The judgment lien of The Savings Bank of Utica is for a deficiency that resulted from the foreclosure of a mortgage that encumbered property at 160 Beryl Drive in the town of Cheektowaga. Pursuant to a judgment of foreclosure and sale, the referee sold the Beryl Drive property on October 24, 2000, for a sum less than the secured indebtedness. Based on this outcome, The Savings Bank of Utica obtained a deficiency judgment in the amount of $82,268.86, and caused that judgment to be docketed in the real property records of Erie County, New York. Thus, the deficiency claim acquired the status of a judgment lien on all of the debtors’ real property in the county, including their homestead. Seeking to avoid that lien, the debtors filed the present motion for relief under section 522(f).

As originally enacted in 1978, section 522(f) of the Bankruptcy Code stated the general rule that is still applicable today, namely that “the debtor may avoid the fixing of a lien on an interest of the debtor in property to the extent that such lien impairs an exemption to which the debtor would have been entitled ... if such lien is — (1) a judicial lien.” Prior to 1994, however, the Code contained no definition of impairment. As a consequence, bankruptcy courts rendered decisions that were inconsistent with each other.
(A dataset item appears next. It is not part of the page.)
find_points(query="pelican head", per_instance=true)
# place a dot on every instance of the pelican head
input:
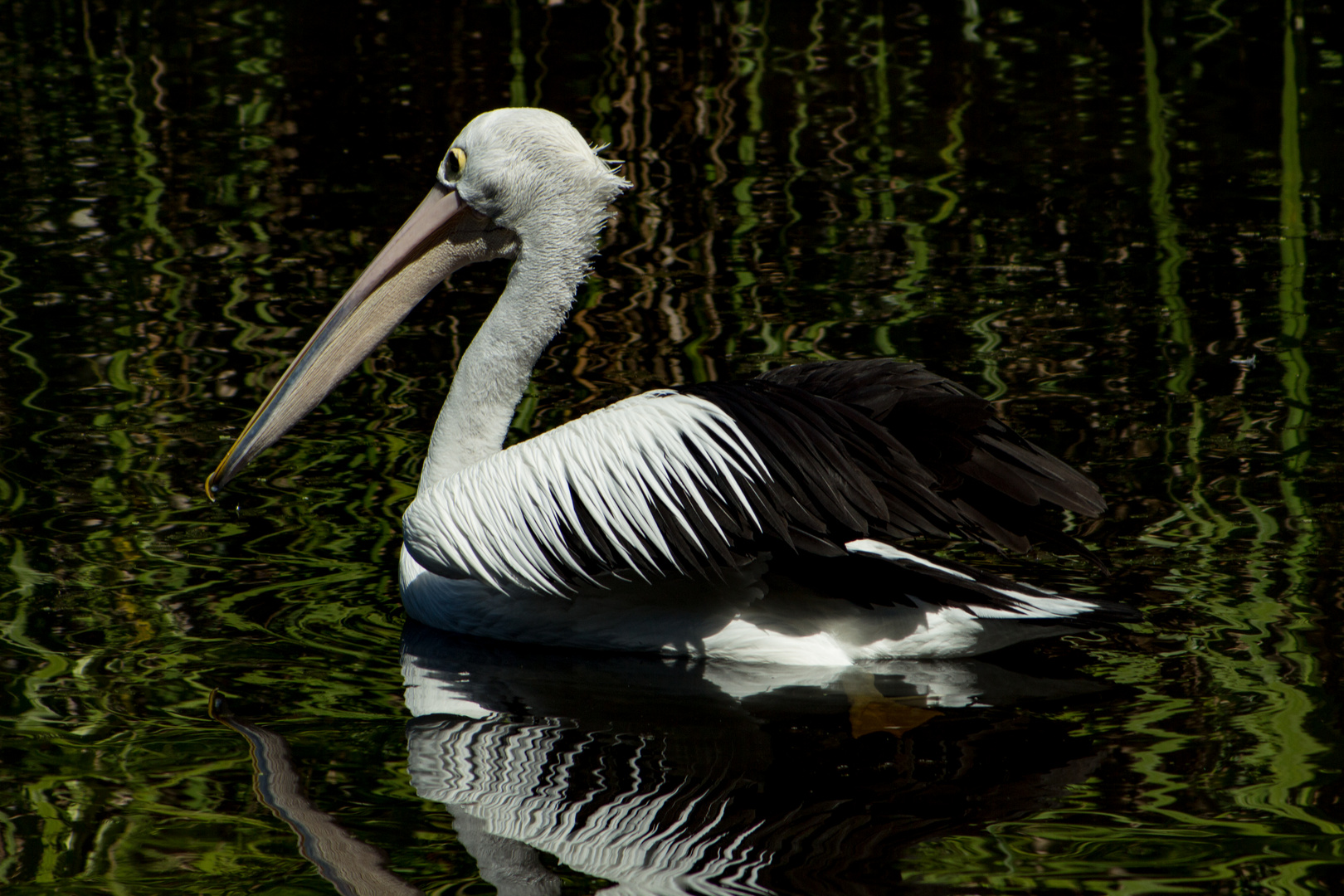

For example, while most courts would avoid a judgment lien on property in which the debtor had no equity, In re LaPointe, 150 B.R. 92 (Bankr.D.Conn.1993), other courts ruled that if voluntary mortgages secured debt that exceeded the value of the property, the debtor retained no interest that a lien could impair, In re Sheaffer, 159 B.R. 758 (Bankr.E.D.Va.1993), In re Gonzalez, 149 B.R. 9 (Bankr.D.Mass.1993). Another contentious topic involved the interplay of judicial liens and those voluntary liens that were otherwise unavoidable. Compare In re Baldwin, 84 B.R. 394 (Bankr.W.D.Pa.1988) (holding that a judgment does not impair an exemption for property encumbered by a subsequent voluntary mortgage), with In re Koehler, 167 B.R. 773 (Bankr.W.D.N.Y.1994) (holding that a judgment’s impairment of an exemption is to be determined without regard to subsequent liens). As noted by Congressman Jack Brooks in the House debate on the Bankruptcy Reform Act of 1994, several of these decisions “reached results that were not intended by Congress when it drafted the [Bankruptcy] Code.” 145 CONG. REC. H10752-01, H10769 (daily ed. Oct. 4, 1994).

To resolve the uncertainty about the point at which a lien is deemed to impair an exemption, Congress in 1994 amended section 522(f) of the Bankruptcy Code, by adding the following text of paragraph (2):

(A) For purposes of this subsection, a lien shall be considered to impair an exemption to the extent that the sum of — (i) the lien; (ii) all other liens on the property; and (iii) the amount of the exemption that the debtor could claim if there were no liens on the property; exceeds the value that the debtor’s in *560 terest in the property would have in the absence of any liens.
(B) in the case of a property subject to more than 1 lien, a lien that has been avoided shall not be considered in making the calculation under subparagraph (A) with respect to other liens.
(C) This paragraph shall not apply with respect to a judgment arising out of a mortgage foreclosure.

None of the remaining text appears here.